Every case is different, but certain scenarios come up repeatedly when ER care is questioned. In Dickson, these often involve the kind of symptoms that can look minor at first but become dangerous without timely action.
1) Triage that didn’t match the risk
If a patient reports symptoms that suggest a potentially emergent condition, triage decisions and how quickly a clinician is brought in matter. Plaintiffs often focus on whether the urgency level assigned at arrival aligned with the presenting symptoms and vital signs.
2) Missed or delayed diagnosis
Some injuries and illnesses can progress between the time a patient is seen and when imaging, lab work, or specialist input occurs. When the ER fails to identify a serious condition—or recognizes it too late—the consequences may be measurable.
3) Medication and dosing problems
Medication errors can occur through wrong drug selection, incorrect dosage, or failure to account for allergies and interactions. These issues are especially important when the record doesn’t clearly show what was considered before administration.

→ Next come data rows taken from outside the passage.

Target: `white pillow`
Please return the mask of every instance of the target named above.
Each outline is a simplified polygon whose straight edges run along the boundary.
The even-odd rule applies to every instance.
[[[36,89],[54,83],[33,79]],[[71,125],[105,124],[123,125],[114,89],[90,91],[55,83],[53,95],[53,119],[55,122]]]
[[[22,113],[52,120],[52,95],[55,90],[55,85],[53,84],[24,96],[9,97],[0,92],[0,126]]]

4) Test and follow-up failures
An ER may order tests, but a claim may involve what happened afterward: abnormal results not acted on, incomplete interpretation, or discharge guidance that didn’t match the findings.
5) Communication gaps in the chart
In emergency settings, documentation must reflect what was actually done and observed. Inconsistencies—like missing timestamps, unclear symptom reporting, or incomplete exam details—can become critical.